Un Cahier d’évolutions militaires, auquel j’adjouterai derriére
chaque Planche, pour ne pas grossir le Volume, la manière brève et
sure d’en faire usage.
Mon nouveau Systeme de fortifications en quatre grandes
Planches, avec les Profils et le manuscrit.
Mon manuscrit sur toutes les parties du Militaire en géneral et
les diverses positions d’une armée ou d’un corps en tous genres,
soit paix, guerre, siège, campement, marche, attaque, retraite,
retranchement, postes, fourage, vivre, police, subordination,
équipages etc. et douze grandes Planches tirées de divers autheurs
et commentées.
Ces deux derniers seroient reliés en un Vol: º de
¾ de pouce d’epais et celui d’évolutions militaires en un
autre cahier de ¼ de pouce d’épais.
Cela feroit donc deux trés petits volumes in 8% que chaque
officier devroit suivant moy avoir constamment en poche, ou dans
son petit coffre, pour se les rendre familiers et n’être
embarrassés dans aucuns cas quelconques, ou il auroit pû avoir
oublié quelque chose, osant assurer, que tout officier, ou cadet,
qui n’aura jamais servi, ou rien appris, trouvera la dedans tout
ce qui est nécéssaire a son métier; il ne faut que du bon sens
pour les comprendre.
Depuis “28” ans que je suis dans le Militaire, agé de “44” Aÿant
aussi eü l’honneur, de lever il y a “17” ans, dresser, commander
et mener au feü un corps de “400” hommes et de recevoir des
blessures dont une a travers le corps; j’ai appris de mon mieux la
théorie de mon métier, dans les Autheurs les plus éstimés, aÿant
eü dès mon enfance un gout décide pour cet état, avec une forte
constitution et une habitude continue, au travail et a la fatigue.

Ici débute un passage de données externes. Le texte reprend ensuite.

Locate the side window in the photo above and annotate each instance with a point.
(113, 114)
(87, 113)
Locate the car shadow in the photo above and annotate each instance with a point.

Si bien que si je n’étois pas marié, je me ferois une gloire et un
plaisir d’offrir mes petits services, a une aussi belle cause que
la votre, qui est en de si bonnes mains; etant de plus accoutumé
aux longs voyages sur mer, par un séjour que j’ai fait aux Indes
Orientales, parlant aussi q[uel]ques langues vivantes.
Par contre Méssieurs, j’ai l’honneur de vous offrir, (moyennant
le silence entre gens d’honneurs) que vous me fassiez tenir cent
Louis par la Personne qui vous remettra ceci, dont “15” pour mon
voyage d’aller vous joindre “15” pour mon retour et “70” pour un
séjour de deux mois, que je pense nécéssaire soit a vous faire
éxaminer l’ouvrage, soit a en faire tirer une première épreüve
sous mes yeux. Et alors je partirai a la minute.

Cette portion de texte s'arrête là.